The rest of the day was quite easy.
I did all the jobs on my list
And enjoyed them and had some time over.
I love you. I'm glad I exist.

Monday, June 2, 2008

The end of my weekend of books

The Resurrectionist (2008)
Jack O'Connell
304 pages
4 out of 5

Last Thursday was the last day of spring semester and I was determined to squeeze in as many books as possible.

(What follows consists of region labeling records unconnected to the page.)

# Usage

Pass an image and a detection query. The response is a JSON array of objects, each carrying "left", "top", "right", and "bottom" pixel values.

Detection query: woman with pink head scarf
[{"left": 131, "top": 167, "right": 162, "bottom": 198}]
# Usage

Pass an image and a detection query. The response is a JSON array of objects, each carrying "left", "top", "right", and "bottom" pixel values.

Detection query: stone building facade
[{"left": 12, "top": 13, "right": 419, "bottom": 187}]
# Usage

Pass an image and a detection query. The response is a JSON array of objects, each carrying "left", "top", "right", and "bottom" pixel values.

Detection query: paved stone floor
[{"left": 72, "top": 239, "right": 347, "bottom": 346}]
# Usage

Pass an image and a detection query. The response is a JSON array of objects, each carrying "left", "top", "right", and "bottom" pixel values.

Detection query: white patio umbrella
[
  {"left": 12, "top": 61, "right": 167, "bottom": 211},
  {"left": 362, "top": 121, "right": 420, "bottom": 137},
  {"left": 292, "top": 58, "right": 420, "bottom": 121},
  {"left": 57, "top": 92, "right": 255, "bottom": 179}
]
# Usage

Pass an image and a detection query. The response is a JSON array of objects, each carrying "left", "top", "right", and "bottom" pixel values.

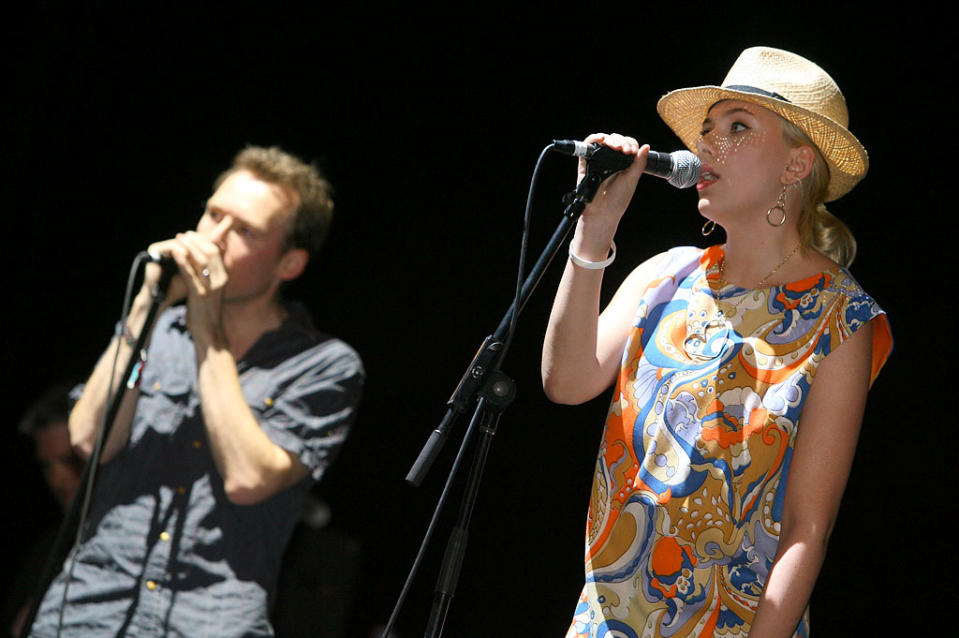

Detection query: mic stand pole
[
  {"left": 406, "top": 161, "right": 615, "bottom": 487},
  {"left": 19, "top": 268, "right": 176, "bottom": 638},
  {"left": 381, "top": 156, "right": 622, "bottom": 638},
  {"left": 424, "top": 370, "right": 516, "bottom": 638}
]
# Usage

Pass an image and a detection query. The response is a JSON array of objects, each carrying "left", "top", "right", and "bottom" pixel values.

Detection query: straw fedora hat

But as we all know, life happens and I only squeezed in a few books. I enjoyed myself though.

The Resurrectionist is about Sweeney, a widower and pharmacist, and his comatose son, Danny. Sweeney blames himself for the accident that caused Danny's coma and hopes that the Peck Clinic can give Sweeney the miracle he thinks he need. Sweeney and Danny's story crosses with the freaks of Limbo, a comic book Danny loved. As Sweeney digs deeper into the story of Limbo and its inhabitants, he also finds out he should look beyond the surface of things and family is more than just the blood of your own.

The Book of Other People
Edited by Zadie Smith (2008)
304 pages
5 out of 5

The Book of Other People is a collection of short story edited by the talented Zadie Smith. It contains stories by Chris Ware, Miranda July, ZZ Packer, Jonathon Safran Foer, and many others. Years ago Zadie Smith asked the writers to make up a story about character, a character and name that story about he/she or it. The result is now my favorite short story collection.
Some of my favorites are:
Jonathon Safran Foer's Rhoda about his grandmother
David Mitchell's Judith Castle
Chris Ware's Jordan Wellington Lint - tragic and yet funny
J. Johnson by Nick Horny
I started this book months ago and picked it up this morning only to read the whole book in a matter of two hours. Though I usually give away books after I read them, I know this is one I will be rereading many times.